In a nutshell, what's the strength of the method?
By utilising both the pixel-level and image-level understanding abilities of Vision Foundation Models, DINOBot is able to learn tasks with a single demo, generalising to many different objects. Therefore, to obtain a general and versatile repertoire of manipulation abilities, only a handful of total demos are needed.
Explainer Video: How does DINOBot work?
In this short explainer video we describe how we provide demonstrations to the robot, what data is recorded, and how DINOBot acts at test time via the retrieval, alignment and replay phases. Videos sped up 4x.
Efficiency and Transferability: One-Shot Imitation Learning Ability
DINOBot can learn novel tasks with a single demonstration, generalising to unseen objects with different sizes and aspects. In these uninterrupted videos, we show how the user quickly provides one demo on an object, with DINOBot immediately generalising to novel objects with different shapes and aspect. We include both successes and failures as there are no cuts.
One Shot Generalisation to different bottles
Kettles
Cups
Pans
Bottles
Kettles
Cups
Pans
Generality: Few-Shot Generalisation to Out of Distribution Objects
Thanks to the retrieval, alignment and replay framework, DINOBot can efficiently generalise behaviour to unseen, out-of-distribution objects. With as few as 6 total demos, one per object, DINOBot can grasp a wide range of very different, unseen objects. This demonstrates unprecedented scalability and learning efficiency.

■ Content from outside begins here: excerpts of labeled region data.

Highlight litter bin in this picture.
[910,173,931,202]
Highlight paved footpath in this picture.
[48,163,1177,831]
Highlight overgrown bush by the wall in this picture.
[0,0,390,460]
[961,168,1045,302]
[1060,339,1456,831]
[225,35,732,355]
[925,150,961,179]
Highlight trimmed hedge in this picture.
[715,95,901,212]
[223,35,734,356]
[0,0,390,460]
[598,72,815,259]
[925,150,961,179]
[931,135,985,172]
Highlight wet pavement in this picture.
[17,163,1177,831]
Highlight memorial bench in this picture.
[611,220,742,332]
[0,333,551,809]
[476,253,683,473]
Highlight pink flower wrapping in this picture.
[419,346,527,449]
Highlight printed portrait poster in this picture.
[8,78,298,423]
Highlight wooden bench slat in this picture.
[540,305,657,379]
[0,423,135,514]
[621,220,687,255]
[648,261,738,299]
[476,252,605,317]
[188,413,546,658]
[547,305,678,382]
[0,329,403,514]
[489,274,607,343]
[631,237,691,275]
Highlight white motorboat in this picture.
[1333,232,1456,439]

Dexterity and Versatility: Some Examples of New Task Learning
In these videos we show uninterrupted videos of quickly learning new tasks, including dexterous tasks that involve tools, or contact-rich tasks, with immediate deployment to novel poses of the objects and novel objects. To demonstrate DINOBot's generality, we use all the tasks from these recent published papers:
1) Relational-NDF, CoRL 2022 (where instead of bottle in container we have multiple, more precise insertion tasks) + 2) FISH, RSS 2023 (non multifingered ones - as door opening, we have open a microwave door - for key insertion, we have several precise insertion tasks with a <5mm error tolerance), + 3) VINN, RSS 2022 (where instead of pushing directly, we swipe, i.e. push with a tool), + 4) Relay Policy Learning, CoRL 2019 (all the kitchen tasks + grasping kettles).

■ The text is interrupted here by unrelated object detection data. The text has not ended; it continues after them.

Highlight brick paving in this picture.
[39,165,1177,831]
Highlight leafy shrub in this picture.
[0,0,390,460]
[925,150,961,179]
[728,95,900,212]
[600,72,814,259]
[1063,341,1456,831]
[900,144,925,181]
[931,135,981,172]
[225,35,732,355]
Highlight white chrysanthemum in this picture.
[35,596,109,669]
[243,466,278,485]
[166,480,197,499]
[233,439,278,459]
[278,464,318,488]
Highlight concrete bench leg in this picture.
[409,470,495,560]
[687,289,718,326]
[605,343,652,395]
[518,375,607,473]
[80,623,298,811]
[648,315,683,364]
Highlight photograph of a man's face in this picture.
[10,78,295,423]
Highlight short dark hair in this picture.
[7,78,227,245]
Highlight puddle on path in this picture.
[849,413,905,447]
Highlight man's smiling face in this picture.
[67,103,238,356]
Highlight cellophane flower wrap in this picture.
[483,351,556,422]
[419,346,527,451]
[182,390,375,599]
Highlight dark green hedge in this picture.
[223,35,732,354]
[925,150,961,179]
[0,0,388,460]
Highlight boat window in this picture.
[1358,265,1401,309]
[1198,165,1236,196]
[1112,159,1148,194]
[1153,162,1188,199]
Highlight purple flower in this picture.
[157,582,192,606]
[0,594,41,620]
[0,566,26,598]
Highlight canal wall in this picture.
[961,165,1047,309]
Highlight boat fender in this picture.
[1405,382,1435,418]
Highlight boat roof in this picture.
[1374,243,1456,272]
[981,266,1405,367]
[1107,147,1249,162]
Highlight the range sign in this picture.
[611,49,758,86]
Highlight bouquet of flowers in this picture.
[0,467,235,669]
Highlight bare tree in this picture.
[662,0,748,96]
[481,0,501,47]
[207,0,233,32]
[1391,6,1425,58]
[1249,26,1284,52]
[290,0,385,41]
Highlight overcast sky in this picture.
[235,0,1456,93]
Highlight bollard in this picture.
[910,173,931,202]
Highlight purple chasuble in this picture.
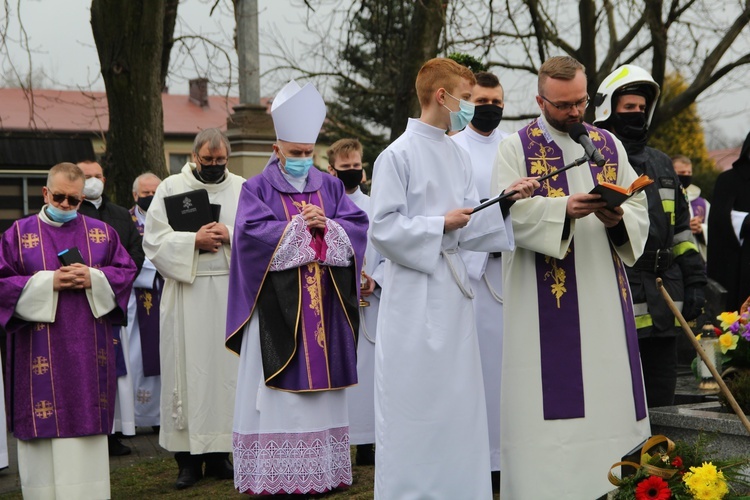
[0,215,136,440]
[518,120,646,420]
[226,155,368,392]
[130,205,164,377]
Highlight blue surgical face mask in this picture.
[46,204,78,223]
[279,148,313,177]
[443,91,474,131]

Here are a few examples of tasks. We include both successes and failures as there are no cuts.
Flipping
Hanging
Opening and loading dishwasher
Sweeping
Assembling blocks
Stacking
Open Microwave
Turn Knob
Beyond Tabletop: One Shot Learning of Dexterous, 6-DoF Skills
Here we demonstrate DINOBot's one-shot learning abilities, using the alignment and replay phases, in a complex 6-DOF kitchen environment. The video demonstrates step-by-step keypoints extraction and matching, proving that DINOBot can work seamlessly also in more challenging, 6-DoF environments, quickly learning dexterous everyday tasks like opening a microwave. Videos sped up 4x.

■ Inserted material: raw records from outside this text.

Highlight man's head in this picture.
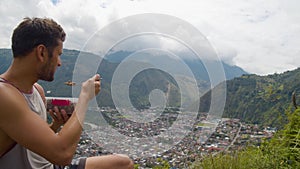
[12,18,66,58]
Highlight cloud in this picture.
[0,0,300,75]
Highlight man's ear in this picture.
[36,44,48,62]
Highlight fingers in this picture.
[49,106,69,125]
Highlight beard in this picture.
[38,61,56,82]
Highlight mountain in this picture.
[0,49,246,107]
[200,68,300,128]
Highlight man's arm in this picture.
[34,83,69,132]
[0,75,100,165]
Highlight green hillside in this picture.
[0,49,300,127]
[200,68,300,128]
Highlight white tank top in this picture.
[0,78,53,169]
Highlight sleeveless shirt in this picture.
[0,78,53,169]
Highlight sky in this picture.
[0,0,300,75]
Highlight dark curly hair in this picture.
[12,17,66,58]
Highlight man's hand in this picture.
[49,106,69,132]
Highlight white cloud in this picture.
[0,0,300,74]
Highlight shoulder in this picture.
[33,83,46,104]
[0,83,29,122]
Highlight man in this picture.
[0,18,133,169]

Multi-Object Manipulation using off-the-shelf Object Detection
Here we show how, coupled with an off-the-shelf object segmentation model, DINOBot can tidy up a table by performing general grasping on many everyday object. All the grasping behaviour is decided by our framework, while the in-box placement movement is scripted. Please refer to the Applications section of our paper for more details. Videos sped up 4x.
Robustness: Invariance to Distractors, Lighting, Background and Novel Objects
Here we demonstrate DINOBot's one shot imitation learning robustness to distractors, different light conditions and different backgrounds. We provide a single demonstration in the GIF on the left, and deploy DINOBot immediately (using the alignment and replay phases) by not only using unseen objects (e.g. different beverages), but also adding distractors and changing light and background (right).
Demonstration
Novel object + distractors
Novel object + different background + different light + distractors
Scalability: Additional Examples of Tasks on Unseen Test Objects
A few examples of test time trials. All objects are novel, unseen object: DINOBot efficiently learns to solve 15 tasks on 49 objects with just a few minutes of total demonstrations. The robot is able to autonomously understand, after receiving a task specification (e.g. grasp or insert) how to interact with the unseen objects through the retrieval and alignment phases. Videos sped up 4x.